So how do I begin? What is the schedule for today? What is the plan for-the-rest-of-my-life? That last hyphenated bit needs to be said with a deep, god-like voice and sound very impressive and a bit scary. Am I putting too much pressure on myself? No pressure. No pressure. I have been dreaming of this moment since last spring. The long anticipated time of lying fallow, the time of healing, growth, new wisdom, etc., is here. Could I be more pretentious? Maybe the pretension comes with the assumptions that I can change and grow into something of more service. Maybe the sounds of pretension are really ego sitting back and judging my heart’s desire to heal from the loss of my (and how I want to say “better”) half that I can’t have anymore on this plane of existence and to plan on changing the world in and around me. Maybe I hear pretension because I am scared of the opportunity, the possibility, and in the vein of the willing spirit and the weak flesh, I would rather let day to day living and small tasks not add up to anything other than survival.
I am no fool. I know that to live the cliches of inspiration, it is the I, the ego, that must engage.
And so, on to day 1.
Cheshire went back east yesterday. I dropped her off at the airport in the morning. I don’t think I wrote about her wipe out last week, and so, to mention that on our second day of physical fitness, I was riding my bike and she was roller blading. She took a hill, down hill, way too fast and met an unexpected curb at the bottom. She had to jump the curb and for a very short moment it looked like she was going to make a good landing. However, she is no trick skater, or not even a very experienced skater, and she went down, landing on her side, scraping her leg and the side of her face. THANK GOODNESS SHE HAD A HELMET ON! Our friend, Mary, came to rescue us and bring us home (thank you, dear friend!), and then Cheshire had to start healing. We spent a bit more time inside and on very short walks then we had originally planned, but then Irene (the storm) kept her home for an extra 5 days. And Cheshire didn’t do any damaged that some neosporin and bandages and air and rest will not cure.
It was so good to have her home. Since vacation at the beginning of July, we’ve been together pretty often. The casual togetherness of family -- eating some meals together, exchanging words of the day, advising each other, nothing momentous but ever so important to me. Coming home after leaving her at the airport, I teared up and felt so lonely. A shot of loneliness went through me. I know I have work to do and I know that I must do it alone -- with Julia, but alone. And I also am very sure, more all the time, and reminded by last week and the feelings of yesterday, that when my time of lying fallow is over, I will be looking to not live alone even though I can not at this time be sure of what that will look like.

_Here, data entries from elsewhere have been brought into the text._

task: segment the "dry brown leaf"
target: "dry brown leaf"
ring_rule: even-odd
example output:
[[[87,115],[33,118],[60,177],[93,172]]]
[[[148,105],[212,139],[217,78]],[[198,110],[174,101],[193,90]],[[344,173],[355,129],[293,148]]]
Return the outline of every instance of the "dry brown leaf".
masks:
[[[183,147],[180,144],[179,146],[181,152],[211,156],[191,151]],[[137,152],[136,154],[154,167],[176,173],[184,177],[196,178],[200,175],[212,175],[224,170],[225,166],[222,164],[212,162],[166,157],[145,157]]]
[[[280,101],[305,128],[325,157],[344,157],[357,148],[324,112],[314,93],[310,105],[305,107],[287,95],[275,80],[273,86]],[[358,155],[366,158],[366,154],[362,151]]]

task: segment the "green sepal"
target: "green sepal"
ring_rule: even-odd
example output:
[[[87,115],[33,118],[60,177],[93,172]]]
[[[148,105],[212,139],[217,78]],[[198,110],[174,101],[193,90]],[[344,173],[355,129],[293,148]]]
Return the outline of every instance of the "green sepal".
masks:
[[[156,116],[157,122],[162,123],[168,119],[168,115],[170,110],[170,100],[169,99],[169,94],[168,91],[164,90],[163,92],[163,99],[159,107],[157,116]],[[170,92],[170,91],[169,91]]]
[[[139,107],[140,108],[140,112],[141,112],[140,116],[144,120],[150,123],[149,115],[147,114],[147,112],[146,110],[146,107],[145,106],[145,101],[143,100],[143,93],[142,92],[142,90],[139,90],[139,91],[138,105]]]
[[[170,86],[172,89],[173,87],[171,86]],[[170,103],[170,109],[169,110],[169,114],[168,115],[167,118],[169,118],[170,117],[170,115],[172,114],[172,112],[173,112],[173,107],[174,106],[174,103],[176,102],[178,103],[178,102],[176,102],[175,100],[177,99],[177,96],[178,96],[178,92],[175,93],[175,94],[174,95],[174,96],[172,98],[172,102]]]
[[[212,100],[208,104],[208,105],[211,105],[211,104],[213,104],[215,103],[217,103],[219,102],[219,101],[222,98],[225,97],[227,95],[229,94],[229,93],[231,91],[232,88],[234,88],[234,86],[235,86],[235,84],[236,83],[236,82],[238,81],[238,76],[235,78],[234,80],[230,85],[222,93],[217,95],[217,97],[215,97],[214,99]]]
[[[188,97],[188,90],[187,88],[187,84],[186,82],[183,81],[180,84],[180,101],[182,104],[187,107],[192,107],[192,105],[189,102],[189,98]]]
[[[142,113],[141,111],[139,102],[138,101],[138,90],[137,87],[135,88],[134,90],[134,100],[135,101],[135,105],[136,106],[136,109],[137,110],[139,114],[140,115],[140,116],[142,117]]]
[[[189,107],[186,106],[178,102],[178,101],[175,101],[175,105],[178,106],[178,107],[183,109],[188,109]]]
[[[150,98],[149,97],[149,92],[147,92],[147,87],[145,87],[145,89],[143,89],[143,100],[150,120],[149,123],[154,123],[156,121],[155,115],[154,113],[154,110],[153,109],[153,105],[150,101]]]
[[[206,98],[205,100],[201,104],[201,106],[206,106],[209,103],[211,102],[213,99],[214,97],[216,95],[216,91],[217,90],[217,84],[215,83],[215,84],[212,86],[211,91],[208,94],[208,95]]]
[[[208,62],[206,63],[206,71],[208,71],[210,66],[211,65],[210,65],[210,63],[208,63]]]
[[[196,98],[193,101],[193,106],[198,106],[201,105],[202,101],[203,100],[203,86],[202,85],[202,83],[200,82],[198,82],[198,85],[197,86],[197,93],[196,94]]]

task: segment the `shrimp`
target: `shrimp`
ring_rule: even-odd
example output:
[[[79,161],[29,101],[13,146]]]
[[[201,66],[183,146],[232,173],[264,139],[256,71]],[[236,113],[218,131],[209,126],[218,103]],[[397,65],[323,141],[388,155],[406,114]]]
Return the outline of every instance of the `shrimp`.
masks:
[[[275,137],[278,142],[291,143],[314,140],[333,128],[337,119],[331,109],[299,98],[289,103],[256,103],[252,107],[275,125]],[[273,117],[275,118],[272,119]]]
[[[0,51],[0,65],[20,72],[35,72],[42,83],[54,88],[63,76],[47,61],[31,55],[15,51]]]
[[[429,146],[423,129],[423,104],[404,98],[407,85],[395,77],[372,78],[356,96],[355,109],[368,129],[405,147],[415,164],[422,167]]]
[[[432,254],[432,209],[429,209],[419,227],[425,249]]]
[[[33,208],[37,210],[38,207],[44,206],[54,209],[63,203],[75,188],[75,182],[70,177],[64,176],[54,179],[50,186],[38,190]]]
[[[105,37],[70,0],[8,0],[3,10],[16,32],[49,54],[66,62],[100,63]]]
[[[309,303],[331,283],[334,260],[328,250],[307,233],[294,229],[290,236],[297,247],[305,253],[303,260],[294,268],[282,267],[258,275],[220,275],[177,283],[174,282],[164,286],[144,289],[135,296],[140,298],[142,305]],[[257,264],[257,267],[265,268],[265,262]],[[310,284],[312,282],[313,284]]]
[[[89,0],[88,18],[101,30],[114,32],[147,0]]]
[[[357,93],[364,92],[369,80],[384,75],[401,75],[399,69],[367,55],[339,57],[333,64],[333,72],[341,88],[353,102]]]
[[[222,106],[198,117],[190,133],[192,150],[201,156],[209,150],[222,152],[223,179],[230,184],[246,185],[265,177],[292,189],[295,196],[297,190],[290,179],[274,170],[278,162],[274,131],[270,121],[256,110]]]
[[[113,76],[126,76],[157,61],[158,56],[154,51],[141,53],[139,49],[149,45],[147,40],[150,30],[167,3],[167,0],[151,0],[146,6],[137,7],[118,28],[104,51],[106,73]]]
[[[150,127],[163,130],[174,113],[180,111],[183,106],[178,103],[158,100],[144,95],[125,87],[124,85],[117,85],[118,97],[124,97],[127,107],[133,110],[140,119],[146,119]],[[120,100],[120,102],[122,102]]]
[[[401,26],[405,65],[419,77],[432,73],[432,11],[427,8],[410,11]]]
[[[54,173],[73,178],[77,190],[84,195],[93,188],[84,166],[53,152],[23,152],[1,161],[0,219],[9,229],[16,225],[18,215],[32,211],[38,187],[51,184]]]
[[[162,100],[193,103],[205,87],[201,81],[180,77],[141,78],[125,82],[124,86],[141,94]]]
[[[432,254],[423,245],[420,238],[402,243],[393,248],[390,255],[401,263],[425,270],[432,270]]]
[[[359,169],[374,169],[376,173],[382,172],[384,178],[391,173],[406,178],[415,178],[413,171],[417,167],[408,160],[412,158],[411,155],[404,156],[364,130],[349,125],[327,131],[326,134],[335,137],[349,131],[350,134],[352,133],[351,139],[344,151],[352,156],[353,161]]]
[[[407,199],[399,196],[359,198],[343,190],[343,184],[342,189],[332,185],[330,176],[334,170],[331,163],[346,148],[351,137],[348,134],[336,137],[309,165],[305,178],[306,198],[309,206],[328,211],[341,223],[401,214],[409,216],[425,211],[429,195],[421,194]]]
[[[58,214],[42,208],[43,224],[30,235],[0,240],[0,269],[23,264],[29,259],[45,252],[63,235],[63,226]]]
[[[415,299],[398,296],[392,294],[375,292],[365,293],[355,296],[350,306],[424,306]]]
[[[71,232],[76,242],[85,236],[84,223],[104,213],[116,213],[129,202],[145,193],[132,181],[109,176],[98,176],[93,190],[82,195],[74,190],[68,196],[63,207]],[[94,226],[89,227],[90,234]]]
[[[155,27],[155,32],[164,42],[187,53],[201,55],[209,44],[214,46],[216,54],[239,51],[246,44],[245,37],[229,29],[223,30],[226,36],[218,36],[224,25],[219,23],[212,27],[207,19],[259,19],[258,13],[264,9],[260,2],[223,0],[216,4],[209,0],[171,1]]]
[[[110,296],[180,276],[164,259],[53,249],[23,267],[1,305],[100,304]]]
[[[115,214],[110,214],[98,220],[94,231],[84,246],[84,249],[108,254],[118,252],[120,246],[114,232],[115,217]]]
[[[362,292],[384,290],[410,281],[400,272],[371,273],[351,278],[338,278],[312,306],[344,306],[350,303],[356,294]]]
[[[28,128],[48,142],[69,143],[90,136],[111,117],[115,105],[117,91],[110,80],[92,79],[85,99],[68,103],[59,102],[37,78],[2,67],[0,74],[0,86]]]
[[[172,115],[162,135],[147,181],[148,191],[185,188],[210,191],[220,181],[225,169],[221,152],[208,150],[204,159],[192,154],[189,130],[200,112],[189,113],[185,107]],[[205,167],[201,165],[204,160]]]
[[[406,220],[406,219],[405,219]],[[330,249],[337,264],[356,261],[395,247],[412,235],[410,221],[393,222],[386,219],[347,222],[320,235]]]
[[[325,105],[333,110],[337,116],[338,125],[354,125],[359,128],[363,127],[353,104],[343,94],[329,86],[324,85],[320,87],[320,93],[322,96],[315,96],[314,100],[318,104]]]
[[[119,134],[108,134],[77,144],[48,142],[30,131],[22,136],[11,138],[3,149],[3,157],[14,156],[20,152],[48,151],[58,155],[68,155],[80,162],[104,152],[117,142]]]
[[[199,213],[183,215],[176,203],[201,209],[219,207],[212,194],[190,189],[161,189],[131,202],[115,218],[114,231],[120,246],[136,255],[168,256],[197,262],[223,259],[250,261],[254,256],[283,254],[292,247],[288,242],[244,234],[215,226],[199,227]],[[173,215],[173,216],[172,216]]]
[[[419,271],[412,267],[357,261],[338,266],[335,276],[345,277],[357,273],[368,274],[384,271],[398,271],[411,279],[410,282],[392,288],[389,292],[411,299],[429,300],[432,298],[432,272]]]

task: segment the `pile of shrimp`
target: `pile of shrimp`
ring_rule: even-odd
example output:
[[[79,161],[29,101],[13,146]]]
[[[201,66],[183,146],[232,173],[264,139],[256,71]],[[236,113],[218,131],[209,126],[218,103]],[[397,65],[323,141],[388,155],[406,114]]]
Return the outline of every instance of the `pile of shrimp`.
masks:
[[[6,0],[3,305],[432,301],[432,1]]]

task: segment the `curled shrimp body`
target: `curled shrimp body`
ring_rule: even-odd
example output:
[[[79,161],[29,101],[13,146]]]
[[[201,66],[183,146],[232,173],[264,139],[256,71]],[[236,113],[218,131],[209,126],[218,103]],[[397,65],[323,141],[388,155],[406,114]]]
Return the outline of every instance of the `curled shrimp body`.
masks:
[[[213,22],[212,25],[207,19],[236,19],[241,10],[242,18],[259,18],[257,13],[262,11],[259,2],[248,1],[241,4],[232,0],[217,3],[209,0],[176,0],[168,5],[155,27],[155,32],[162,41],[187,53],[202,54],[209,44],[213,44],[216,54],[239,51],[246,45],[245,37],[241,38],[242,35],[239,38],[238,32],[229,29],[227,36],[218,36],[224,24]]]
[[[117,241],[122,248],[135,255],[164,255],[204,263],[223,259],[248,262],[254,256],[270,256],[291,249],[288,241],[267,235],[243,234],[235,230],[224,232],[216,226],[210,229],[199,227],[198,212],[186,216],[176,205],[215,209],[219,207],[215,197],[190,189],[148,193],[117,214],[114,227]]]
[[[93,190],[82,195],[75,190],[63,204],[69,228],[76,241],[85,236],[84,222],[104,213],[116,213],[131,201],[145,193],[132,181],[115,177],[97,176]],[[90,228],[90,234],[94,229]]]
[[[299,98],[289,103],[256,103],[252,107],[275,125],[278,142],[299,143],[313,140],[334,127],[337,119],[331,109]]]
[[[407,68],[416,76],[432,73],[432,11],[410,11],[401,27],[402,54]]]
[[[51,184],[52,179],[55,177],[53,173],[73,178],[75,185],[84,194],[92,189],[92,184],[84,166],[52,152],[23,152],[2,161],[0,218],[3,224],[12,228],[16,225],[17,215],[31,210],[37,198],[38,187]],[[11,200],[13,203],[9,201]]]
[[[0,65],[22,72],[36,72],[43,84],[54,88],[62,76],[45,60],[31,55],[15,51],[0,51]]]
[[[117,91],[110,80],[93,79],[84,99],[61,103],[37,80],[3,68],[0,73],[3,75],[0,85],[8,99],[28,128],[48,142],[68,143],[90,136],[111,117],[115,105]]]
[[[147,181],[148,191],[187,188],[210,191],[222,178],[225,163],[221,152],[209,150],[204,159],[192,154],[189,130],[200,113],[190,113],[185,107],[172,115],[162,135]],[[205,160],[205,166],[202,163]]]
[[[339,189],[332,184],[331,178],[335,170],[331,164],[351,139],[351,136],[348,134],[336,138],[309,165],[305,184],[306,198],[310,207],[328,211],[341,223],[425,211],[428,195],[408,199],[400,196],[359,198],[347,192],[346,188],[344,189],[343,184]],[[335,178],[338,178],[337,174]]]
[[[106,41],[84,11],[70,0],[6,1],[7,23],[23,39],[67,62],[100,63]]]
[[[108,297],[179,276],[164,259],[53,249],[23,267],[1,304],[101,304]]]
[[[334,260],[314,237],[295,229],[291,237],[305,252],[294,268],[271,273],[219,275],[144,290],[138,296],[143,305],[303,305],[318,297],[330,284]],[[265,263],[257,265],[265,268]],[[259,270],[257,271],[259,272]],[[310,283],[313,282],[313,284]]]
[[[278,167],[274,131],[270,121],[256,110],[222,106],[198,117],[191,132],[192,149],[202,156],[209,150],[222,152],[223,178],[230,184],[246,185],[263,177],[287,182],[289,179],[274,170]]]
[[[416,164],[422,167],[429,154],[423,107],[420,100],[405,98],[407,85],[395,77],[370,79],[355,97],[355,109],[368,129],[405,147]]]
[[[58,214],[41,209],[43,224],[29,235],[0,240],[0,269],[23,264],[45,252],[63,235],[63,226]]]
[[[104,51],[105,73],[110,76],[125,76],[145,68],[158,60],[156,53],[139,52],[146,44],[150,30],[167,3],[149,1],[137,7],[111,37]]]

It is so hard to trust in the process. Even when it is me who is in complete control of the process. I want the crystal ball of results.
Julia headed off for school today. Willing and able. I can't find her lunch box. It is the victim of the pre-vacation packing up of the house. I am sure I put it somewhere that I was sure I would unpack before school began. I didn't. When I looked around the remaining boxes last night, I could not even figure out which I should open. I thought I unpack everything, EVERYTHING, that I needed. Today, I packed lunch in a "red door" bag -- what is red door anyway? -- tomorrow . . . I'll look again today.
Julia was excited to go to school today. Two nights ago, at the school’s open house, she was a bit shocked. I think the noise level was pretty high, with kids and parents flinging school supplies in desks, on tables and in lockers. Everyone seemed to be talking at the same time and multiple message of greeting was being offered. Just writing this gives me pause to realize how quiet I keep our lives. We have always been a quiet family. I may yell a bit from time to time, but we listen to quiet music, we don’t watch loud tv or movies, we read and chat. This is great for Julia who is sound sensitive and at least for her and me, the pervasive quiet encourages order which is another thing that Julia thrives on. However, when this quiet life we live comes up against the noise of others, like the other evening at school, I can see Julia retreat. She goes into herself a bit. She walks around a bit like she is a zombi, coping with the onslaught of stimulation.
And so, we practiced walking from the door of the classroom to her desk. It is a new and bigger classroom this year; Julia’s desk is near her teacher’s desk and not the door like last year; and there are 28 desks in this room. We walked together. I had her walk to the door while I stayed at the desk, and then, walk to me. And finally, we both walked to the door and then she found her desk by herself. I could see those little shoulders come down a few inches by that third time. I could see her open up just a bit. And we left school that evening pretty happy.
Of course, this cannot help but bring up questions of where Julia’s schooling is best accomplished. Is it in a big public school? Or something smaller? Or home? I continue with those questions.
So, to restate, how do I begin? All I can think of is a daily list for the short term: Meditate for 20 minutes; write 1000 words (and those that I am writing here will count, at least for now); physical activity for an hour (for the time being it will be gardening); and for the next few days, getting my desk in order.
The first tick on the list -- 1000 words -- is done for today. Actually, 1094 words today.